Il s’agit de dire que, dans leur activité même, le tout du théâtre, consiste en de la mise en scène, c’est à dire en cette fonction singulière qui veut ouvrir au visible la matière noire et aveugle des mots
… On pourrait dire alors : le passage au jeu, c’est ce qui montre que l’acteur sur scène est membre de la communauté des spectateurs. Il est naturel, il est comme nous. Il n’est pas joueur par essence, mais parce qu’à un moment il commence à jouer, il entre dans le jeu. Le passage au jeu, c’est la trace, sur la scène, du geste d’invite par lequel on a convié l’acteur à monter sur le plateau.

Aussi quand le clown en direct traite le réel qu’il décrypte dans l’instant du dire, il donne à voir et à entendre l’origine de son geste, de son texte et nous l’offre en surplomb d’une partition écrite celle-là. Tel un funambule il joue sur le fil des temps. Sa conscience du présent, son sens absolu de l’instant le contraignent à suspendre l’action, à donner du relief au moindre événement. C’est ainsi qu’il ouvre des espaces d’invitation au jeu à celui qui regarde.
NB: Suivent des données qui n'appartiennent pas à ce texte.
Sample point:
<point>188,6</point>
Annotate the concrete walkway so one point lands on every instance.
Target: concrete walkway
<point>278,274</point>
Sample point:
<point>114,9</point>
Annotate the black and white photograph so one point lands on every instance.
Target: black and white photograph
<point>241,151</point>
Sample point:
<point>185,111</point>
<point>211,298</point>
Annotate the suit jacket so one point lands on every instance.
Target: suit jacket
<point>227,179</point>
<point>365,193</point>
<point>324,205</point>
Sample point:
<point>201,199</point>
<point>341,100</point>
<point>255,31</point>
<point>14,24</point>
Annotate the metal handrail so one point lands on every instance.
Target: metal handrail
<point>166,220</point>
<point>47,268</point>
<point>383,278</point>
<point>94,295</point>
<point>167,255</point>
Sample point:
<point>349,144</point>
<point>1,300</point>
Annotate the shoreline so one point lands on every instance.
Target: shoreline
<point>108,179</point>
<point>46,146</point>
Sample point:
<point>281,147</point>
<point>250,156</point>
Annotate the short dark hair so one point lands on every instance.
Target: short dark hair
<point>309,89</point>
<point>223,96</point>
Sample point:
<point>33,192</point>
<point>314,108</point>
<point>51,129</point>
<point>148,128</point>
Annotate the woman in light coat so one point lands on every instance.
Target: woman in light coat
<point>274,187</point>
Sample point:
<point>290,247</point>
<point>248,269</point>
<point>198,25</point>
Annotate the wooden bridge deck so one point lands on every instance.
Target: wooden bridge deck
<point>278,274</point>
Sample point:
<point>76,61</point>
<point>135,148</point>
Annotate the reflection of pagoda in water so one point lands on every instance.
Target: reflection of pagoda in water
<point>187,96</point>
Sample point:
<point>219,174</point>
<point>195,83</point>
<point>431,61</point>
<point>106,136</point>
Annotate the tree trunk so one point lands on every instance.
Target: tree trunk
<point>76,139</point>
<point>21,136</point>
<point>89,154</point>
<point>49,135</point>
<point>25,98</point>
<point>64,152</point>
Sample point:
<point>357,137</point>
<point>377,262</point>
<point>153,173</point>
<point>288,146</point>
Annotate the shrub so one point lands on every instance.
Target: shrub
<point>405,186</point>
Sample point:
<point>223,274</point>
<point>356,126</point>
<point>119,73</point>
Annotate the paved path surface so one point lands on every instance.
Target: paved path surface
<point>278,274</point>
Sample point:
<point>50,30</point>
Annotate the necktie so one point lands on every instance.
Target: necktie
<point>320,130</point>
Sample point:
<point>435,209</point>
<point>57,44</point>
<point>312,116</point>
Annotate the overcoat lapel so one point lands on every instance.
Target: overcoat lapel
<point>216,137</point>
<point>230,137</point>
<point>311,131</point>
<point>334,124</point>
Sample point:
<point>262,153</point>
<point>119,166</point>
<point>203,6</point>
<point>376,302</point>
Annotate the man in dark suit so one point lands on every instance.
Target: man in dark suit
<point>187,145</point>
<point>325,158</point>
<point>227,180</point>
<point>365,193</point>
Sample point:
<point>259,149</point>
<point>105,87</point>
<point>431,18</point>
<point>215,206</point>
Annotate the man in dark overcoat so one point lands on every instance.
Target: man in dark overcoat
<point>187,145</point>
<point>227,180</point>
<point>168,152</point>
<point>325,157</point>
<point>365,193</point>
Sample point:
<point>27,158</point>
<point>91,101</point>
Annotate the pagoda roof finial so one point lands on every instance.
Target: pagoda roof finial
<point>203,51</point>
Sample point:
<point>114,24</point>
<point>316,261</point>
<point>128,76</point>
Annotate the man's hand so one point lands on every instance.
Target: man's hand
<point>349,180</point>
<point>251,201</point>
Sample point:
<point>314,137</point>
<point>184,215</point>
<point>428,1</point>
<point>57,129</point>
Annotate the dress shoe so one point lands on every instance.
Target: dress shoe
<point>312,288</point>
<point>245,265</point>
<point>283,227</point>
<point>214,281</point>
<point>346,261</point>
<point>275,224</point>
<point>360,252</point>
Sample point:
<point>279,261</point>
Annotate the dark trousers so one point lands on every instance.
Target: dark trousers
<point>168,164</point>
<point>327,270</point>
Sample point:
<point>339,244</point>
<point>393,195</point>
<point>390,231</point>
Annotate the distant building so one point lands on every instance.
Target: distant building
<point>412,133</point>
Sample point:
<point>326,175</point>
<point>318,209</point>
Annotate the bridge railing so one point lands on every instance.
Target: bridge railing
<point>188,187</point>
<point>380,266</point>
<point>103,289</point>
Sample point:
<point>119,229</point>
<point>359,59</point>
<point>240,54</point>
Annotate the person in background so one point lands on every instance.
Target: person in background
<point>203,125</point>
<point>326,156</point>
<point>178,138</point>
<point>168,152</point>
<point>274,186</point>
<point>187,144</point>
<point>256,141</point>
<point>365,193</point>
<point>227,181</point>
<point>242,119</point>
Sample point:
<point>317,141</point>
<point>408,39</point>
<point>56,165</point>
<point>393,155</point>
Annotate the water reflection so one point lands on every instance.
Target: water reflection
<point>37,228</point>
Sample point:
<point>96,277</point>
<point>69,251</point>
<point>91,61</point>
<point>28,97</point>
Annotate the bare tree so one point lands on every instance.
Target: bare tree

Le corps en jeu fait danser le texte

Le pied de la lettre fait le bras ballant. Le jusqu’au bout du geste qui révèle met la silhouette à l’extrême… pour voir. Les acteurs sont aussi danseurs et s’ils se coltinent à la réflexion c’est pour mieux oublier.
Quand l’acteur saisi par l’ivresse du clown se laisse traverser, surgit un langage sensible, lié à ses sens, ainsi se crée le sens. Quand le geste qui échappe va au bout, quand, partant de la sensation il s’étire, alors se crée la danse.
L’architecture lui est révélée par ce qu’elle joue avec lui.
Ainsi, dans le jardin de la Vierge en Avignon Bartok remarque que l’estrade installée dans la cour masque la base d’un arbre, il le remarque, surgi de nulle part, comme lui. La feuille d’un palmier frémit dans le vent, il se glisse dessous, elle devient son éventail. La chapelle qui jouxte la cour fait résonner les voix qui la traversent. C’est par le chant que Bartok et Géraldine révèlent son existence et en jouent, comme de tout, et comme l’enfant… le clown n’en revient pas.
En Avignon le décor étant naturel en plein air, nous l’avons esquissé dans la salle de répétition, nous en connaissions le dessin, l’emplacement des arbres, l’architecture, mais c’est en direct qu’il s’est mis à jouer, sensationnel.